How to Find And Apply For It


The first step is to fill out the FAFSA—the Federal Application for Federal Student Aid. It becomes available on January 1st each year and must be turned in by March 2nd for priority consideration for the school year starting in the fall. It can be turned in later than that, but you are unlikely to get much money if you do. It is easiest if your parents have already filled out their tax forms. This will put you in the running for most forms of federal aid. The best and easiest way to complete the FAFSA is online, although you can still complete a paper form and mail it in, if you wish. You can find the FAFSA online. Be careful that you don’t accidentally go to any of the sound-alike sites that charge you to fill out the FAFSA.

Next, you want to make yourself eligible for Cal Grants. Go to your school counselor and fill out a Cal Grant GPA Verification Form and send it in by March 2nd as well. You can learn more at the Cal Grant website.

At this point you are in the running for the main sources of financial aid for most students—federal, state, and university funds. There are other sources of aid out there that you can find, however. Once more the internet is your friend.

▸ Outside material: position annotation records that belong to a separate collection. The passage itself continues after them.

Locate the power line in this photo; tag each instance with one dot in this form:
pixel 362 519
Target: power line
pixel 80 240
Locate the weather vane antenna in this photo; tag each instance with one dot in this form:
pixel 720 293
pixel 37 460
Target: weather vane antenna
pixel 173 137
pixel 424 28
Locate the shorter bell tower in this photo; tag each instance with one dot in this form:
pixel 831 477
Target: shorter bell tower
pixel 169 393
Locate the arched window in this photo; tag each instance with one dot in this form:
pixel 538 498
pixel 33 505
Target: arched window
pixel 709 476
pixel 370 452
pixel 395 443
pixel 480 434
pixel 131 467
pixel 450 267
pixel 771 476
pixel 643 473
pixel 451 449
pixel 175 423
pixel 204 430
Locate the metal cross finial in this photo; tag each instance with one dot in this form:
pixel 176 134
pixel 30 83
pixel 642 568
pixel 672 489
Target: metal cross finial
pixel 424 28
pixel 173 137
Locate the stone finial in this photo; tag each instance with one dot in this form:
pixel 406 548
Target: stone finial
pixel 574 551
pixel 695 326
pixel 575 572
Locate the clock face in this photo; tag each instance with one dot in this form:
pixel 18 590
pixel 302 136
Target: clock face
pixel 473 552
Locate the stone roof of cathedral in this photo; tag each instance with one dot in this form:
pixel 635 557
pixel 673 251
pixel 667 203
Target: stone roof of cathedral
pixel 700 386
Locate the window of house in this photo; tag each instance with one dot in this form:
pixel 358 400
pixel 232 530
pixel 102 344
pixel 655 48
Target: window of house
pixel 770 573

It used to be hard to find and apply for private scholarships. Not anymore. There are several free websites, such as Fastweb, that will help you locate and apply for scholarships that match you. First you fill out a profile and then the site does the search for you, helping you find many small or very specific scholarships that would be hard to find any other way. Do NOT use a site that charges you for this—Fastweb and other sites are just as good, and they are FREE. Also, you might do your first internet search for scholarships while you are still doing college applications in case there are any scholarships that are perfect for you but which have early application dates.

Many scholarships require you to write a short essay as part of your application. Students often shy away from these because of the work involved. This is good news for you, as it means less competition for the scholarship and a better chance for you to get it. You can reuse parts or even entire essays that you have written for college applications or even other scholarships to help speed up this process. Remember: even if that scholarship is only for $500 and it takes you three hours to fill out the application…if you win it, you have just made over $150 an hour!

When you have your list of scholarships that you are going to apply for, make a list of the dates they are due and take care of them in that order so that you don’t miss any of them.

Another good place to look, if you are in Santa Barbara County, is the Scholarship Foundation of Santa Barbara. This organization is looking to help students that have spent four of the six secondary grades in Santa Barbara County schools and are graduating from a county high school. Just be aware that they have their own application due dates which are earlier than the FAFSA and Cal grants so that you don’t apply too late.